From: Anastasia Lubennikova <a(dot)lubennikova(at)postgrespro(dot)ru>
To: Floris Van Nee <florisvannee(at)Optiver(dot)com>, Peter Geoghegan <pg(at)bowt(dot)ie>, Tom Lane <tgl(at)sss(dot)pgh(dot)pa(dot)us>
Cc: PostgreSQL-development <pgsql-hackers(at)postgresql(dot)org>
Subject: Re: Optimize single tuple fetch from nbtree index
Date: 2019-08-23 17:14:26
Message-ID: 4b660433-d74e-2075-28d9-907e09df9b9a@postgrespro.ru
Views: Raw Message | Whole Thread | Download mbox | Resend email
Thread:
Lists: pgsql-hackers

05.08.2019 14:34, Floris Van Nee wrote:
> I have one further question about these index offsets. There are several comments in master that indicate that it's impossible that an item moves 'left' on a page, if we continuously hold a pin on the page. For example, _bt_killitems has a comment like this:
>
> * Note that if we hold a pin on the target page continuously from initially
> * reading the items until applying this function, VACUUM cannot have deleted
> * any items from the page, and so there is no need to search left from the
> * recorded offset. (This observation also guarantees that the item is still
> * the right one to delete, which might otherwise be questionable since heap
> * TIDs can get recycled.) This holds true even if the page has been modified
> * by inserts and page splits, so there is no need to consult the LSN.
>
> Still, exactly this case happens in practice. In my tests I was able to get behavior like:
> 1) pin + lock a page in _bt_first
> 2) read a tuple, record indexOffset (for example offset=100) and heap tid
> 3) unlock page, but*keep* the pin (end of _bt_first of my patch)
> 4) lock page again in _bt_next (we still hold the pin, so vacuum shouldn't have occurred)
> 5) look inside the current page for the heap Tid that we registered earlier
> 6) we find that we can now find this tuple at indexOffset=98, eg. it moved left. This should not be possible.
> This case sometimes randomly happens when running 'make check', which is why I added code in my patch to also look left on the page from the previous indexOffset.
>
> However, this is in contradiction with the comments (and code) of _bt_killitems.
> Is the comment incorrect/outdated or is there a bug in vacuum or any other part of Postgres that might move index items left even though there are others holding a pin?

Hello,
welcome to hackers with your first patch)
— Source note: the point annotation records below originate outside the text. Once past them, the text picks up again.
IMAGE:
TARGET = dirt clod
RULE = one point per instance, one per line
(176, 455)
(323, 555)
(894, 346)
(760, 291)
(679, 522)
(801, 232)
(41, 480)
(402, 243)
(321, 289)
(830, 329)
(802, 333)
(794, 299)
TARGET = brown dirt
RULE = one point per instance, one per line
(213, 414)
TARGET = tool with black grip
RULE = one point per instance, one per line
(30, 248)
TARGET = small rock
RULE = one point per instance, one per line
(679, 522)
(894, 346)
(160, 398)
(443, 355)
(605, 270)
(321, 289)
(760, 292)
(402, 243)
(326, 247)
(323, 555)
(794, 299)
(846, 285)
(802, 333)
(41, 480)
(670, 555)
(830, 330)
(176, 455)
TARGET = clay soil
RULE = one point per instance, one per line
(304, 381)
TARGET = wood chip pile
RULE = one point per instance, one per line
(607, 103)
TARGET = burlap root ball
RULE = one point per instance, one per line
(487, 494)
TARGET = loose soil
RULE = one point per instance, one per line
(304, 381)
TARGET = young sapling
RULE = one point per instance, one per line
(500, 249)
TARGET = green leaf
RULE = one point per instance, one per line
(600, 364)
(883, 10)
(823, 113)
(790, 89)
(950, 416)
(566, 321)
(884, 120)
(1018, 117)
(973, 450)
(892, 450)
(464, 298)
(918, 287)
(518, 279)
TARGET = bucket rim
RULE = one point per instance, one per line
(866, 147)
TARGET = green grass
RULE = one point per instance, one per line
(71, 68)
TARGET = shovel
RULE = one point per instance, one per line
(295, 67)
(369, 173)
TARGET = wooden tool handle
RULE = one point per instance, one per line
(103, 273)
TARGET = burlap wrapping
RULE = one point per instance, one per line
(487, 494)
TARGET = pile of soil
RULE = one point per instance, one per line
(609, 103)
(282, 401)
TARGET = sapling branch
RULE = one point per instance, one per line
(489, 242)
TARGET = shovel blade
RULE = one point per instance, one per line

As far as I understood from the thread above, the design of this
optimization is under discussion, so I didn't review the proposed patch
itself.
Though, I got interested in the comment inconsistency you have found.
I added debug message into this code branch of the patch and was able to
see it in regression.diffs after 'make check':
Speaking of your patch, it seems that the buffer was unpinned and pinned
again between two reads,
and the condition of holding it continuously has not been met.

I didn't dig into the code, but this line looks suspicious (see my
findings about BTScanPosIsPinned below):

        /* bump pin on current buffer for assignment to mark buffer */
        if (BTScanPosIsPinned(so->currPos))
            IncrBufferRefCount(so->currPos.buf);

While reading the code to answer your question, I noticed that
BTScanPosIsPinned macro name is misleading.
It calls BufferIsValid(), not BufferIsPinned() as one could expect.
And BufferIsValid in bufmgr.h comment explicitly states that it
shouldn't be confused with BufferIsPinned.
The same goes for BTScanPosUnpinIfPinned().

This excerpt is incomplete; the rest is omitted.